Advanced Namespace Tools blog

7 January 2017

New Boot Option: Cpu Server Root with Aan

Context and Motivation

The traditional method of booting a Plan 9 system from a filesystem across the network is "tcp boot" - this means that the kernel is loaded from local storage (in contrast to PXE boot) and then dials a 9p fileserver which provides the root filesystem. This is an authenticated but non-encrypted connection (the 90s were a much more innocent era on the net.) 9front has added a new boot option, "tls boot" - this is basically the same as tcp boot, but with the connection tunneled through encryption.

A long-standing issue with using a network mount for your root filesystem is the possibility that a temporary network disruption will cause your root to be unreachable, rendering the whole system unusable and forcing a reboot. This was in fact one of the major motivations for the ANTS independent boot namespace - to provide a stable environment with no dependence on the root fileserver, so you could continue to use a system which becomes disconnected from a remote root, or needs to stop its local disk fileserver, and repair/restart the userspace environment without rebooting.

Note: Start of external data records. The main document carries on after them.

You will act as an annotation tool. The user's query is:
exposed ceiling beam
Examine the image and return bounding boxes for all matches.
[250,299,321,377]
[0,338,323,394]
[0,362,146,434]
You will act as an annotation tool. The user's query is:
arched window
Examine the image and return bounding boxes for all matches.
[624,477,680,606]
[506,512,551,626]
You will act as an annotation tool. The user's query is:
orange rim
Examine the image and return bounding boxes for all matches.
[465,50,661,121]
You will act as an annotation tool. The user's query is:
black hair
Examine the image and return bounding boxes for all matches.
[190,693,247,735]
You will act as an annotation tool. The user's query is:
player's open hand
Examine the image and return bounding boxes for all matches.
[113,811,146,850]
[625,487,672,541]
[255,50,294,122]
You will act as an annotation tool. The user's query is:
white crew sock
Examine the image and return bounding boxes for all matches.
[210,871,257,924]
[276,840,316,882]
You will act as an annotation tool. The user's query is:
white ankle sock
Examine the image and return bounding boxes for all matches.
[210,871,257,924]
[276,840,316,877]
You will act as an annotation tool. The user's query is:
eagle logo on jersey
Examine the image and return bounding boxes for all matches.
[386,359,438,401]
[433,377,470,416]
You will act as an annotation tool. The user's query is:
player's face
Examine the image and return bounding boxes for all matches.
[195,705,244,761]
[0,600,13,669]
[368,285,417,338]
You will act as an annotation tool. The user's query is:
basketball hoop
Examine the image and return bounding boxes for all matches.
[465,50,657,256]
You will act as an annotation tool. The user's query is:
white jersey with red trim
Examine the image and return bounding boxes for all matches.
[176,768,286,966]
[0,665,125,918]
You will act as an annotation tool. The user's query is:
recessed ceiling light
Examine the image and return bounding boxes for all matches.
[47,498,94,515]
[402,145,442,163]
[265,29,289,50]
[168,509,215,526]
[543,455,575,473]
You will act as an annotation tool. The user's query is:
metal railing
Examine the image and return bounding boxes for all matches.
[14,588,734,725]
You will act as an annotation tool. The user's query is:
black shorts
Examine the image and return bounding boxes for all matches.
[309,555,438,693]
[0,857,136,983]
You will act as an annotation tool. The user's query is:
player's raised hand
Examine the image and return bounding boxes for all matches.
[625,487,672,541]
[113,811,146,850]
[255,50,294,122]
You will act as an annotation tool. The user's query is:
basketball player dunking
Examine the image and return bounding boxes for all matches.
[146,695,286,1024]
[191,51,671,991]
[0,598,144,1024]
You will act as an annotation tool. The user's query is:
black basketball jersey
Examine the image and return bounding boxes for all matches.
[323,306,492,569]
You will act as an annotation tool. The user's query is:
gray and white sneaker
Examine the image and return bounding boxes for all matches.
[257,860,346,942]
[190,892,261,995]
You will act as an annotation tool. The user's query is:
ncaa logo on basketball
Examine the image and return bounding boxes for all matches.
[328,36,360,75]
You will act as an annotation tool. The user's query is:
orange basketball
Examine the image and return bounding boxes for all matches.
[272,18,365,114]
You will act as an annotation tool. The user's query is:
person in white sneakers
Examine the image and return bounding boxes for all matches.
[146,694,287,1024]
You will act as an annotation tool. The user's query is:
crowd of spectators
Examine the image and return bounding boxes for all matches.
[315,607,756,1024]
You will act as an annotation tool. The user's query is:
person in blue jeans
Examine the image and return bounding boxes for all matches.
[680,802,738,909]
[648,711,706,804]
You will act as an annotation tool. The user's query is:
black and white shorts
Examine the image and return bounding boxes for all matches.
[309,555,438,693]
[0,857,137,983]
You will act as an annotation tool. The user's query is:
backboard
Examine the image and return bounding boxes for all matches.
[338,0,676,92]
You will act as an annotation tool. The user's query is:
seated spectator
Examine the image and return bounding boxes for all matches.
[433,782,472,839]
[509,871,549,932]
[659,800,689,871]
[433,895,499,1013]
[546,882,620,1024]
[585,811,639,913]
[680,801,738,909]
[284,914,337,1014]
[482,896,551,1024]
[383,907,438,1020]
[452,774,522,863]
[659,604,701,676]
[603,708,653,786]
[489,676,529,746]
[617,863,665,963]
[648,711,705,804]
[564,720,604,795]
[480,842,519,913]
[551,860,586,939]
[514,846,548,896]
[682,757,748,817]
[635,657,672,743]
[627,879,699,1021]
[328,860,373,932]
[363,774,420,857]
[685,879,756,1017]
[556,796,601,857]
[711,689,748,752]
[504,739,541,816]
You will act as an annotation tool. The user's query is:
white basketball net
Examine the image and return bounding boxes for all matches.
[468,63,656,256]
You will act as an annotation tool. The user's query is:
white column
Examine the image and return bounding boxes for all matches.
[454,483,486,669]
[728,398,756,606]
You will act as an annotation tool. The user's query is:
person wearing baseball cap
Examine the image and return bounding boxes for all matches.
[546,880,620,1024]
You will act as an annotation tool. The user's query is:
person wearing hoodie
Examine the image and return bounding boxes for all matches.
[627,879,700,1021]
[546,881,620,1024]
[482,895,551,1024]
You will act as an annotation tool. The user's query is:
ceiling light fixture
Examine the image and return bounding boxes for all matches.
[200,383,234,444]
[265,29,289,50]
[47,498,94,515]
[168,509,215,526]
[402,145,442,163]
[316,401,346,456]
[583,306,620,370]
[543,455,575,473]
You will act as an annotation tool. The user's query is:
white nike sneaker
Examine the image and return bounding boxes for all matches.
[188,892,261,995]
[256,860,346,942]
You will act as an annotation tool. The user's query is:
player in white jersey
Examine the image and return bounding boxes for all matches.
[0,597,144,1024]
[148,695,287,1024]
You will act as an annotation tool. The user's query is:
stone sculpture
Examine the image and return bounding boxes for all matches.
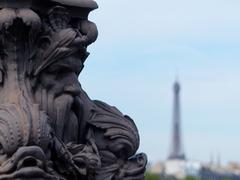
[0,0,147,180]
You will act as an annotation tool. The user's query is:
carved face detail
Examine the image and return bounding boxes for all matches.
[35,53,83,143]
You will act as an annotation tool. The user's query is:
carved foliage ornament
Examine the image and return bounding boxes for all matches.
[0,0,147,180]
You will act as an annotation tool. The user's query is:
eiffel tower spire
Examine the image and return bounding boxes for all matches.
[168,81,185,160]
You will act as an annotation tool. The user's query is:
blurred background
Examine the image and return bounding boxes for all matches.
[79,0,240,179]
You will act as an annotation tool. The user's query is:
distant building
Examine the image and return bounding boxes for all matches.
[168,81,186,160]
[148,81,240,180]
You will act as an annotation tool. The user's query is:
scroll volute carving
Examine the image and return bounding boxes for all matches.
[0,0,147,180]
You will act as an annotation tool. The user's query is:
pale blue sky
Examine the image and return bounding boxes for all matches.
[80,0,240,165]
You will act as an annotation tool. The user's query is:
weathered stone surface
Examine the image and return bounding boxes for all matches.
[0,0,147,180]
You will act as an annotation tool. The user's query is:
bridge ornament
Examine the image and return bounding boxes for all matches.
[0,0,147,180]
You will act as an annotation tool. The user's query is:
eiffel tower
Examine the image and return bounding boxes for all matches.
[168,81,186,160]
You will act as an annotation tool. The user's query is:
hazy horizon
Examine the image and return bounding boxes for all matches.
[79,0,240,163]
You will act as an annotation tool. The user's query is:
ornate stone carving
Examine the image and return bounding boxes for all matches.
[0,0,147,180]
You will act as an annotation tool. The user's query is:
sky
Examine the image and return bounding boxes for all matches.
[79,0,240,163]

Another tool available to help avoid problems with unrelaible network connections is aan, a program which provides "Always Available Network" service to clients. Aan proxies communications, and if the connection goes bad, periodically redials the server and reestablishes it without disrupting the application. This service is, however, not currently available as a flag-selectable option for any programs except import and cpu. Tcp/tls boot use srv, srvtls, and mount to establish the fileserver connection. An irc discussion with mveety reminded me that I had already experimented with taking a remote root from a cpu server exportfs, and I could add a boot option to the ANTS plan9rc script to make an aan-wrapped import of a root filesystem.

Adding Aan boot to Plan9rc

Adding this support was easy, because the basic logic is identical to tcp/tls boot. Here is "case aan" from the dogetrootfs fn:

case aan
	if(! ~ $ipdone yes){
		ipsetup
	}
	if(~ $fs ''){
		echo 'fs is [ ' $fs ' ]?'
		getans fs $fs
	}
	if(~ $auth '')
		auth=$fs
	if(~ $factotum terminal)
		/boot/factotum -a $auth
	echo srv $fs to /srv/boot...
	if(~ $fs tcp*)
		rimport -p -s boot $fs / /n/bootimp
	if not
		rimport -p -s boot tcp!$fs!17019 / /n/bootimp
	bootsrv=/srv/boot

This is identical save for the two "rimport" command lines to the tcp and tls logic. The only other things that need to be done were minor additions to the options parsing logic:

echo -n 'root is from (tcp,tls,aan,local)['$bootargs']: '
bootanswer=`{read}
if(~ $bootanswer rc){
	rc -i
}
if not if(! ~ $bootanswer ''){
	bootparse=`{echo $bootanswer}
}
if not{
	bootparse=`{echo $bootargs}
}
if(~ $bootparse(1) aan*){
	getrootfs=aan
[...]
if(~ $getrootfs tcp || ~ $getrootfs tls || ~ $getrootfs aan){
	if (~ $fs ''){
		echo 'fileserver is [ ' $fs ' ]?'
		getans fs $fs
	}
	if (~ $auth ''){
		auth=$fs
		echo 'auth is [ ' $auth ' ]?'
		getans auth $auth
	}
}

To make these options usable in boot, the frontmods/boot/bootfs.proto file was adjusted to include aan and the basename utility used by the rconnect helper script. With all of this done, I tested booting via aan from a cpu server, and everything worked well. The output of "ls /" looks slightly unusual, with quite a few "doubled" directories, because unlike a disk only fileserver, the synthetic files such as /proc are present in a cpuserver root exportfs. This does not cause issues, because they are "behind" the local kernel's files in the union, so you don't get any strange results like seeing two servers' worth of processes in ps -a.